An unrestricted, x-slot, n-weapon system gives the player (n^x-n)/x total combinations. For a game with 10 different weapons and 2 slots that means 45 different combinations. For a game with 10 different weapons and 3 slots, that means 330 different combinations. At this point, the number of choices is so large as to present real problems for most players in terms of how they should approach the decision of what to carry, and issues like choice paralysis creep in. Worse, players might feel tempted to seek outside help to validate or assist with their decision. This decision is made all the more difficult in that the situations of gameplay will almost certainly dictate choices in certain moments. Of those 330 combinations, there are bound to be some pretty poor ones: walking around with 3 types of close-range weapon isn't likely to work out that well.

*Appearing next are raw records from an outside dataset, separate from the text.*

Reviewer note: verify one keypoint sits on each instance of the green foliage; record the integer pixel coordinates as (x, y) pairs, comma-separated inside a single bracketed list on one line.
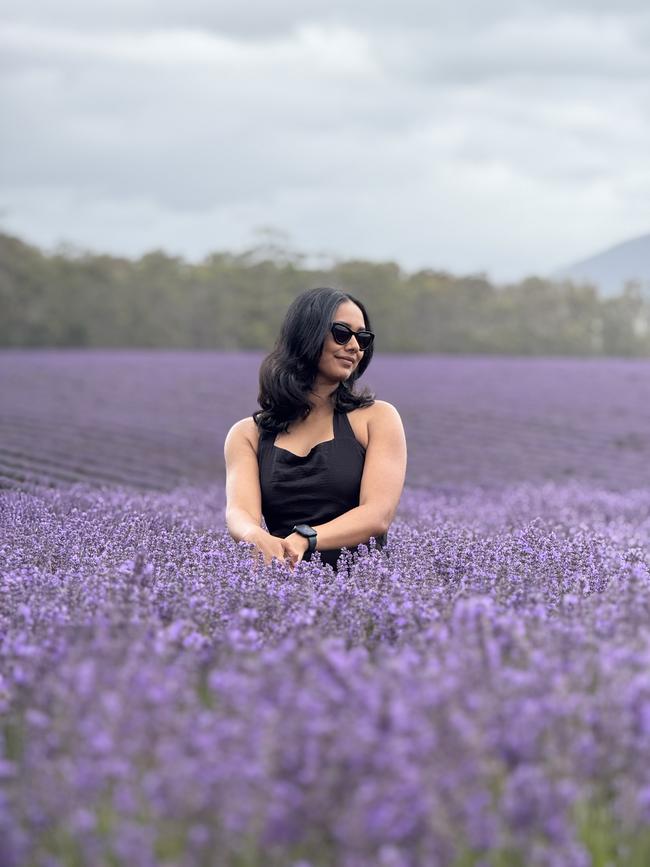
[(230, 301)]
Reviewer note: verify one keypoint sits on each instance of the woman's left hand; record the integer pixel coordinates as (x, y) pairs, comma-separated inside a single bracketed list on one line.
[(295, 548)]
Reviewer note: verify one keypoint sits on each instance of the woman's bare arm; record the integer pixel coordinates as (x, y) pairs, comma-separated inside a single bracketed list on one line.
[(381, 484), (243, 495)]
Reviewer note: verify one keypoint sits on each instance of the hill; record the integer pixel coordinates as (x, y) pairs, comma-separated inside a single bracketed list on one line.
[(611, 269)]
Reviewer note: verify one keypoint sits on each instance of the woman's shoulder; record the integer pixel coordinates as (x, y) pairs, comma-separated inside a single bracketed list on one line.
[(377, 409), (245, 429)]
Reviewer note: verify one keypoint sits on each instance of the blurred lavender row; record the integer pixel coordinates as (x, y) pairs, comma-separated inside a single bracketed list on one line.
[(155, 420), (477, 693)]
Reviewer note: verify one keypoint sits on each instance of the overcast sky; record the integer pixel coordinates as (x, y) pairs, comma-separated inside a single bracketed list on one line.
[(506, 137)]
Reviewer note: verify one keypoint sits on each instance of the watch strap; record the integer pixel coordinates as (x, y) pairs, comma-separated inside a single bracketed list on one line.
[(309, 533)]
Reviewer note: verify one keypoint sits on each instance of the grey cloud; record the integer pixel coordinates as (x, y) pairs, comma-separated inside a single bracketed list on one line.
[(259, 19)]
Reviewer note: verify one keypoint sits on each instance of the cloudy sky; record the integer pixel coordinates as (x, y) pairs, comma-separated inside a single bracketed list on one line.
[(505, 137)]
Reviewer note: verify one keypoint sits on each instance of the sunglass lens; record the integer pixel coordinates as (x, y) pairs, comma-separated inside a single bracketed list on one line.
[(364, 339), (341, 333)]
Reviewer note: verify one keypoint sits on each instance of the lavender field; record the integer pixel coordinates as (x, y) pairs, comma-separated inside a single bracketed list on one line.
[(477, 693)]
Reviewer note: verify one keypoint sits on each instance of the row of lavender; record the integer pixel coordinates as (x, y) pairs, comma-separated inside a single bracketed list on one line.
[(155, 420), (475, 694)]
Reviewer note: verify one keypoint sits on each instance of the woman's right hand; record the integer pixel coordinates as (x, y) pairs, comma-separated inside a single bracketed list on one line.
[(266, 546)]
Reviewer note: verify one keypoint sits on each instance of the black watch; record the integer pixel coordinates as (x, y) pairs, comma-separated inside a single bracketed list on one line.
[(309, 533)]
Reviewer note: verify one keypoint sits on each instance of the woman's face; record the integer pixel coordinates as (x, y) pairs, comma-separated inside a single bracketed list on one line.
[(338, 360)]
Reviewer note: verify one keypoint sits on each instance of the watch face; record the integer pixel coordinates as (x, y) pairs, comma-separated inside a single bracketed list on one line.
[(305, 530)]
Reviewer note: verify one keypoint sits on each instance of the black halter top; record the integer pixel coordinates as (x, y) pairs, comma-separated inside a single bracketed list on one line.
[(314, 488)]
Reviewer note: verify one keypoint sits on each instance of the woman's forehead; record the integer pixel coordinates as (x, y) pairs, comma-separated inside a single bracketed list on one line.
[(348, 312)]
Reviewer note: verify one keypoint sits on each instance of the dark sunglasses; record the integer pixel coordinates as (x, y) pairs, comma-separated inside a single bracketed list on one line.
[(342, 334)]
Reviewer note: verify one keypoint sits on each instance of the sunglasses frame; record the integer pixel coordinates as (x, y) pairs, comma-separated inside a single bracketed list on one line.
[(352, 334)]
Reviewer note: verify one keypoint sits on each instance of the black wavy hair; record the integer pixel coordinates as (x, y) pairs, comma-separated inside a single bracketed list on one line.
[(288, 373)]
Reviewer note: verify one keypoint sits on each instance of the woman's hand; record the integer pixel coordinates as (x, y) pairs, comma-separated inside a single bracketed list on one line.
[(295, 547), (266, 546)]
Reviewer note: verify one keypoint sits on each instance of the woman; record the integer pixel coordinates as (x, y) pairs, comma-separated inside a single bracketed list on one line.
[(324, 465)]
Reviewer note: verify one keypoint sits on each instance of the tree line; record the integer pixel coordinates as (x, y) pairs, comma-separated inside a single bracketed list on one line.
[(237, 301)]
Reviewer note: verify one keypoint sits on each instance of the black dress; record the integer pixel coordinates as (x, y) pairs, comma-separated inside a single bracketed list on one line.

For any game designer worth their salt, this is a failure in how the system has been designed.

Applying this specifically to Destiny, the number of weapons available is intended to be very large indeed, but with one big caveat: weapons will exist within a much smaller set of weapon categories, and so really the variations mostly exist within those categories. A combination of three different types of pulse rifle isn't really offering the player much variation in play style, and so that choice isn't really meaningful. This is a problem the Call of Duty games suffer from, where there are only subtle distinctions between most weapons of a given type, making it difficult for the newer or less experienced player to make a meaningful choice about whether to carry rifle X or rifle Y. This in mind, the real choice comes from allowing a player to choose one weapon from one category, one weapon from another category, and another from another category. Mathematically speaking, where there are a, b, and c weapons in each category, the number of possible choices is then simply a × b × c. If we assume there are 5 distinct types of primary weapon, 5 types of special weapon and 5 types of heavy weapon, that still gives you a pretty large 125 possible combinations, but with the added benefit that the player has some certainty that their choice is reasonably effective across a range of gameplay situations.

In actual fact, the number of potential choices is even higher than this, since within any given type of weapon there will exist who knows how many individual weapon, with their own subtleties and nuances. One thing that was apparent from the ViDoc was that some of the weapons are essentially visually identical except for the paint job featured, or the kind of scope attached. This raises the possibility of players being able to customise their weapons according to taste and playstyle, which not only offers opportunity for meaningful choice (it's a lot easier to decide which scope you prefer when you know it's the only variable being changed), but also gives players a mechanism for expressing their character's individuality, something you specifically expressed that this setup would inhibit.